The 2021 Chooks-to-Go Pilipinas 3x3 season is the third season of the Chooks-to-Go Pilipinas 3x3 basketball league. The season only consist of a one-day invitational tournament. The tournament was won by Manila HeiHei.

Venue
The invitational tournament was held at the Laus Events Center in San Fernando, Pampanga.

Teams
The following teams took part in the invitational tournament.

Manila HeiHei
Pacquiao Coffee Bacolod
BRT Sumisip Basilan
Homegrown Grains Bocaue
AMACOR Mandaluyong
RBR Cabiao Nueva Ecija
Pasig Kingpins
Adam Esli Pasay
MNL Kingpin Quezon City
Essen Immunoboost Sarangani
Zamboanga Valientes
ARQ Builders Cebu

Manila HeiHei is the same team as Manila Chooks which takes part in the FIBA 3x3 Men's Pro Circuit.

Tournament
The invitational tournament was held on October 20, 2021. The 3×3 World Tour format was adopted with the participating teams allocated to groups of three in the first round.

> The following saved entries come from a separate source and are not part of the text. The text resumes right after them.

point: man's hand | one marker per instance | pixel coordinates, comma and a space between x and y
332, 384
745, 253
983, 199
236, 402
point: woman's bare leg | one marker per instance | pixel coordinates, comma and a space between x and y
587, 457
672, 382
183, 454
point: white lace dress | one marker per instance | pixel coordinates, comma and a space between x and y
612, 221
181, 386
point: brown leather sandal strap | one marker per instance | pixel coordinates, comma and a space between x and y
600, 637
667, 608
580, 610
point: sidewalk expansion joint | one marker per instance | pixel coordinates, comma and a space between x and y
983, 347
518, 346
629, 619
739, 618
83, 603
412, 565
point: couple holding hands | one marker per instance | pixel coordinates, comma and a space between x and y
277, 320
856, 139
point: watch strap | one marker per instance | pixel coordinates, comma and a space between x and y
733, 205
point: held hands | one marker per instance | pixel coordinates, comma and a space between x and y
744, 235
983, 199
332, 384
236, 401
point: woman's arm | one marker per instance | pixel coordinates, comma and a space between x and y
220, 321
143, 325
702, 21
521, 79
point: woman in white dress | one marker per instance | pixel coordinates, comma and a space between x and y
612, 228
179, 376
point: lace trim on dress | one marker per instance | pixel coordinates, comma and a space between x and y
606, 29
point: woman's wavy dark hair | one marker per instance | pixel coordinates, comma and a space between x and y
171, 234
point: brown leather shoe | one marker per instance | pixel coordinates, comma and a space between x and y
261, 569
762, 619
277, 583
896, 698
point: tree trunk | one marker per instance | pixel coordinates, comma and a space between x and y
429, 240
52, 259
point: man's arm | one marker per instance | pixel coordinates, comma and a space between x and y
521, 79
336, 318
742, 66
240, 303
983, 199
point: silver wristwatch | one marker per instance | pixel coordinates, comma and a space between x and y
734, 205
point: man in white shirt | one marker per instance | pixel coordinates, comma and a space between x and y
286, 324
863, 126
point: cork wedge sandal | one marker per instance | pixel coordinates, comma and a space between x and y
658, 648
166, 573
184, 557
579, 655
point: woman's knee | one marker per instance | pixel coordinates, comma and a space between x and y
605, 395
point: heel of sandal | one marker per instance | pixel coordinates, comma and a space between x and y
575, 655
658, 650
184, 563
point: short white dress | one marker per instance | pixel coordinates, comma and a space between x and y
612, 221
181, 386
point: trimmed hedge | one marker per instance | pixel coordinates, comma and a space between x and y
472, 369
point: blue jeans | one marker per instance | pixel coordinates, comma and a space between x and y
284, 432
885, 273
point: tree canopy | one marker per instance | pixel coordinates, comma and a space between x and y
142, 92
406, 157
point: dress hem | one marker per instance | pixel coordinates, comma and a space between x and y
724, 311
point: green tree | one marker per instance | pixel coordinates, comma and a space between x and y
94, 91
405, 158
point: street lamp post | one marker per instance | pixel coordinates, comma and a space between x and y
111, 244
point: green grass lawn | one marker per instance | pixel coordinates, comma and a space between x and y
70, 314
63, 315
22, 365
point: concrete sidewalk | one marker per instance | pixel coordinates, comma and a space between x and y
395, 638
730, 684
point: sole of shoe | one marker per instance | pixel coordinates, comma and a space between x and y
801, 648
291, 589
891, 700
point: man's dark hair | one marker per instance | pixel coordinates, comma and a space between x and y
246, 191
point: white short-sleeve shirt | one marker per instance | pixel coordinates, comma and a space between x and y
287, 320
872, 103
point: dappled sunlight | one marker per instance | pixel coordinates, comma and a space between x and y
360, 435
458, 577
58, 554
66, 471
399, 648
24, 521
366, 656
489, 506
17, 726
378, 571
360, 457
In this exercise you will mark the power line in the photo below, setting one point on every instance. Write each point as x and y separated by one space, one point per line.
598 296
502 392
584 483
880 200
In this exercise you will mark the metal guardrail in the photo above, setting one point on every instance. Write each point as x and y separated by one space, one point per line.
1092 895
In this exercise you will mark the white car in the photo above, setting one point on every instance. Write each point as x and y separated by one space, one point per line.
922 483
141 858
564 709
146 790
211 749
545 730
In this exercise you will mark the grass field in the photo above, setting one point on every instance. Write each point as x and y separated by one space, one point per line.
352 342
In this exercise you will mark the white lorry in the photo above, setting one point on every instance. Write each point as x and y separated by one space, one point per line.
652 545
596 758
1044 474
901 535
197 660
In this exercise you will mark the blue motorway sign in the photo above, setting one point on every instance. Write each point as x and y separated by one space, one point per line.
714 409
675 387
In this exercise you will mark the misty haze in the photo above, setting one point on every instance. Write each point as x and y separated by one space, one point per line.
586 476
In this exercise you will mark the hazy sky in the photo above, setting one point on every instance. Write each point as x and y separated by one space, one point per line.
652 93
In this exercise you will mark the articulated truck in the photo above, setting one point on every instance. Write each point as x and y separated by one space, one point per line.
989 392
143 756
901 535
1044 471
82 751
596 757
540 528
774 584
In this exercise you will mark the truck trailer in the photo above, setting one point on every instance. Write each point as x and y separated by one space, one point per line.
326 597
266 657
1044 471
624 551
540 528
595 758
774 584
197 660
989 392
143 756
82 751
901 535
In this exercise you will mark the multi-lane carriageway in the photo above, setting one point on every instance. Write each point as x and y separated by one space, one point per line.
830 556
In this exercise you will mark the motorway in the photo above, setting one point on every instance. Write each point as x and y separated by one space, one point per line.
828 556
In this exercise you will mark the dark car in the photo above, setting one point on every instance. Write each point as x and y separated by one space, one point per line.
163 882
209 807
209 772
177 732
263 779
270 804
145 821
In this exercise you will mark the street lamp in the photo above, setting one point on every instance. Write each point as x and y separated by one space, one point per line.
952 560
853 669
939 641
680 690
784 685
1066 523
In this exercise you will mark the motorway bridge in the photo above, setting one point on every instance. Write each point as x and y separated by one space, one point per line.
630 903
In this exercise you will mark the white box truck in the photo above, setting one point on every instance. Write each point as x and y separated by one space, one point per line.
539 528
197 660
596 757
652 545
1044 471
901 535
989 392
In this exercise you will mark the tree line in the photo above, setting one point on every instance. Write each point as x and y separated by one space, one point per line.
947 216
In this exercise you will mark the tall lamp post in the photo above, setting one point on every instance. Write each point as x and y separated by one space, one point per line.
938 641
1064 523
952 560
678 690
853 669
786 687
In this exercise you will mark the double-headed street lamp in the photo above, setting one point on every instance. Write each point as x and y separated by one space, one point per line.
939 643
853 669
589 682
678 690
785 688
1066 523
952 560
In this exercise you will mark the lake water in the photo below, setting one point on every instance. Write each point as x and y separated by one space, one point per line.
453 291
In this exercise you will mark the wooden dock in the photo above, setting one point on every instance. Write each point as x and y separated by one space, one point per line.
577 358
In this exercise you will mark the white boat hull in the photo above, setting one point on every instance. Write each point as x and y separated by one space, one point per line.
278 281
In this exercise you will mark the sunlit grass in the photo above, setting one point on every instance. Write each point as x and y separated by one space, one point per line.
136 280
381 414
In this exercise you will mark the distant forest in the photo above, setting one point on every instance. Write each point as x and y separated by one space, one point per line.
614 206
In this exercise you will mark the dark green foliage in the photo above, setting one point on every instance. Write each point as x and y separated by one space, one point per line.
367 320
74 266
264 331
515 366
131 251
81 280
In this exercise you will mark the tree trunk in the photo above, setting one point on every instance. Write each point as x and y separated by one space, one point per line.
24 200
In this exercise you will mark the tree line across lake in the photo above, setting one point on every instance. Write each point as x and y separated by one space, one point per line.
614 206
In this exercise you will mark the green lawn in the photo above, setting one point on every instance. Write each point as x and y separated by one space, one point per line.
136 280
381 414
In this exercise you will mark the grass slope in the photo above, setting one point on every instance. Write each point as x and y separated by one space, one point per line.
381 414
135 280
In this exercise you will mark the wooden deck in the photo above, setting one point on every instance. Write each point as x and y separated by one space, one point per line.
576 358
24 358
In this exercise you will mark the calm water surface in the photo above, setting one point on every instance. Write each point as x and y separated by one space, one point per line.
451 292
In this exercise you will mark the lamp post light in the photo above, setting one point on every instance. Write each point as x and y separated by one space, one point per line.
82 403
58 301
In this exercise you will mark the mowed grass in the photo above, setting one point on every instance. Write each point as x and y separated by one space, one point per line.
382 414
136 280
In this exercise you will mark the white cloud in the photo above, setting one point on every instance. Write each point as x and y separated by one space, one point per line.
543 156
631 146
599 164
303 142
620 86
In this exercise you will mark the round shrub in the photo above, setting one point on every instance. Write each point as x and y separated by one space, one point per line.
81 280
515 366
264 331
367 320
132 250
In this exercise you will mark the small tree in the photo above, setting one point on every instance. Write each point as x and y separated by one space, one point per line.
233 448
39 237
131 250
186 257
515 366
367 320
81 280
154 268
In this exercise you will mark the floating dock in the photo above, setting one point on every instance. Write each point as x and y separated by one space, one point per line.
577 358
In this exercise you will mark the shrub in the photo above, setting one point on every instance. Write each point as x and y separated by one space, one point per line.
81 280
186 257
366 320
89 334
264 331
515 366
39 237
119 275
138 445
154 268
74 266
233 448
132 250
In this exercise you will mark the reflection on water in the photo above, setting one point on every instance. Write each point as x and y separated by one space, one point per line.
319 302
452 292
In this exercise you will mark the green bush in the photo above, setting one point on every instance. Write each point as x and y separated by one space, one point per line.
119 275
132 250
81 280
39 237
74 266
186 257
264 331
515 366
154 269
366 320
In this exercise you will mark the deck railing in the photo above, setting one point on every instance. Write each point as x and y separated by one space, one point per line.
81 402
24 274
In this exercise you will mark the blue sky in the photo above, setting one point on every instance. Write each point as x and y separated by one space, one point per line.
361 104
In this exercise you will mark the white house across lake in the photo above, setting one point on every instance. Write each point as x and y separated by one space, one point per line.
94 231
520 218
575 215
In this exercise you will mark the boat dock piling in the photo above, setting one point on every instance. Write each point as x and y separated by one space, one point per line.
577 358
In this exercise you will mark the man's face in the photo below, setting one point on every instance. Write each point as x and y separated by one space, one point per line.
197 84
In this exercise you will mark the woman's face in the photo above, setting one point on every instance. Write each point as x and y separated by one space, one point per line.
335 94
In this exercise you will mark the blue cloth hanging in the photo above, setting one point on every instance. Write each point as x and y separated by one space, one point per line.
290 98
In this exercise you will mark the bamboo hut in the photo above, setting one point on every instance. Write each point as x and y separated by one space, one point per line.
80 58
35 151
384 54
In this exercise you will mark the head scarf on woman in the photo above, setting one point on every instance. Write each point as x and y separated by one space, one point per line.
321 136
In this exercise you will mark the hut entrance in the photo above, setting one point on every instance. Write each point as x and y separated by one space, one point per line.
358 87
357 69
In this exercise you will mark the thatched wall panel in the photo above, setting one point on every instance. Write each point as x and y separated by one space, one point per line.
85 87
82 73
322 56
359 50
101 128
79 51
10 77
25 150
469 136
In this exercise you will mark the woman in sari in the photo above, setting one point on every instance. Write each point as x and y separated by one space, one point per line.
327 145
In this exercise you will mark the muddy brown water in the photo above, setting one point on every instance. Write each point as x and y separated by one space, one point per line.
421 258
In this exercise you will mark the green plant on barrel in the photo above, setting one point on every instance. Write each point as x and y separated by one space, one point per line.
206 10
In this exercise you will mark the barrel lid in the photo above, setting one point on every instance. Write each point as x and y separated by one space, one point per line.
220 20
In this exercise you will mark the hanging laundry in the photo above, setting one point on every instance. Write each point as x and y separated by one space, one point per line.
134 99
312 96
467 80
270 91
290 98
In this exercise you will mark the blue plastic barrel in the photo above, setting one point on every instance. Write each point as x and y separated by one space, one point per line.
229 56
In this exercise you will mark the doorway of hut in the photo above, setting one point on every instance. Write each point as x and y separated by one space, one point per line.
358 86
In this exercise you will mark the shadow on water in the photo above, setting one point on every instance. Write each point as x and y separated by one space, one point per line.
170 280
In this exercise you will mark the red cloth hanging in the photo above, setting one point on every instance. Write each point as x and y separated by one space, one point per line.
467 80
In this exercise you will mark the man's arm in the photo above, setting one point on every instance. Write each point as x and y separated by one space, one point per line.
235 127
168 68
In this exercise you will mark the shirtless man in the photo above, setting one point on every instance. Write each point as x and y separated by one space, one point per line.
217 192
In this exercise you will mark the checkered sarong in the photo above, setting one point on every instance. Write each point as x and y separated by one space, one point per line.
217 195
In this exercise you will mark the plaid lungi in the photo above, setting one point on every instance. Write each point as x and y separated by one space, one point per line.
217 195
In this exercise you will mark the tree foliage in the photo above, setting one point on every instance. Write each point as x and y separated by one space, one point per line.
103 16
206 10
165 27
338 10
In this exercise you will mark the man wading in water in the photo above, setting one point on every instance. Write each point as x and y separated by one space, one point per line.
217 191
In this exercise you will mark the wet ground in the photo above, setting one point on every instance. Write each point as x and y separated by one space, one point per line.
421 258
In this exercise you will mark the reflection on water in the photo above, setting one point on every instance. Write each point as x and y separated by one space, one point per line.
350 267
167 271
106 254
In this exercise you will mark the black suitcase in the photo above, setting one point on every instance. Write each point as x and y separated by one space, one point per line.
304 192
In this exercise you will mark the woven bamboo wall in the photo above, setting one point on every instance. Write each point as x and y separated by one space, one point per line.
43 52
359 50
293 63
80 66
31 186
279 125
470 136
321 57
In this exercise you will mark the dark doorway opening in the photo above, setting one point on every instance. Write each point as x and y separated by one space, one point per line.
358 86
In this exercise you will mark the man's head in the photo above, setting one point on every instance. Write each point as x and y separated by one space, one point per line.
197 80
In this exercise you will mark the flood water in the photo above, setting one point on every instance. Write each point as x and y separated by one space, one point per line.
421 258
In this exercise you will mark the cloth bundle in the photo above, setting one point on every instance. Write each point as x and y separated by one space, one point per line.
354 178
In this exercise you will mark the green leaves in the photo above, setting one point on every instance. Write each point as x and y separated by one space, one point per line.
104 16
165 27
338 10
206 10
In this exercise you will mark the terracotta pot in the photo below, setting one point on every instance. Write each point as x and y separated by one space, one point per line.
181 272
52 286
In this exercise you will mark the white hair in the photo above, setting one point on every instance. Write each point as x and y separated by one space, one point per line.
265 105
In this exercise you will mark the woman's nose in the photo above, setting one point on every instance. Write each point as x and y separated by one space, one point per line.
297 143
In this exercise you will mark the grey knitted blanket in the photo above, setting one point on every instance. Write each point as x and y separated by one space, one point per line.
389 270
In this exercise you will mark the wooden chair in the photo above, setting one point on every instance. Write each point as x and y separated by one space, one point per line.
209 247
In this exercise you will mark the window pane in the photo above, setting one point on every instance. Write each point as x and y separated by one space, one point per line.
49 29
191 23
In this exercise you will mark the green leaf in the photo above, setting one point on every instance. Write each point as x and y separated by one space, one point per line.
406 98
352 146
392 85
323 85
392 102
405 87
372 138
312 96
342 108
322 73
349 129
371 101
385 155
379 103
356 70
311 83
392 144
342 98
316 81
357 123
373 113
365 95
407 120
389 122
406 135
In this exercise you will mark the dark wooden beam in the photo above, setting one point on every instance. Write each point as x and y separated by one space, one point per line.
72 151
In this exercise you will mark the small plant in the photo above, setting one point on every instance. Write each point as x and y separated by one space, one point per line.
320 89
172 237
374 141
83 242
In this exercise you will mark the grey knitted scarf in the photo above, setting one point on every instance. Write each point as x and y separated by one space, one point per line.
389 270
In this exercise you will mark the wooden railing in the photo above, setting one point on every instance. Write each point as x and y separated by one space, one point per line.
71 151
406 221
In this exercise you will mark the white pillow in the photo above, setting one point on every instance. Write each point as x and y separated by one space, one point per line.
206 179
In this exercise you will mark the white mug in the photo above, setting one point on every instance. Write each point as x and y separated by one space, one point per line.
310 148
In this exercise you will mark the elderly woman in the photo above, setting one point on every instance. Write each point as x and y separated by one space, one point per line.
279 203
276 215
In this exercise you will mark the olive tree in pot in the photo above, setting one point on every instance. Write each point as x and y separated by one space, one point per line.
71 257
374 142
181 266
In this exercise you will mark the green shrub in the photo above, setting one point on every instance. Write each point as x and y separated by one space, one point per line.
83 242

The top two teams in each group advanced to the knockout playoffs. Teams are permitted to have foreign players in their rosters. Manila HeiHei won 21–6 over the Pasig Kingpins in the final. Essen Immunoboost Sarangani finished third.

Imports
Foreign players or imports are allowed to take part in the tournament. Imports were permitted to play to accommodate foreign student-athletes who had been inactive and/or stranded in the country due to the COVID-19 pandemic.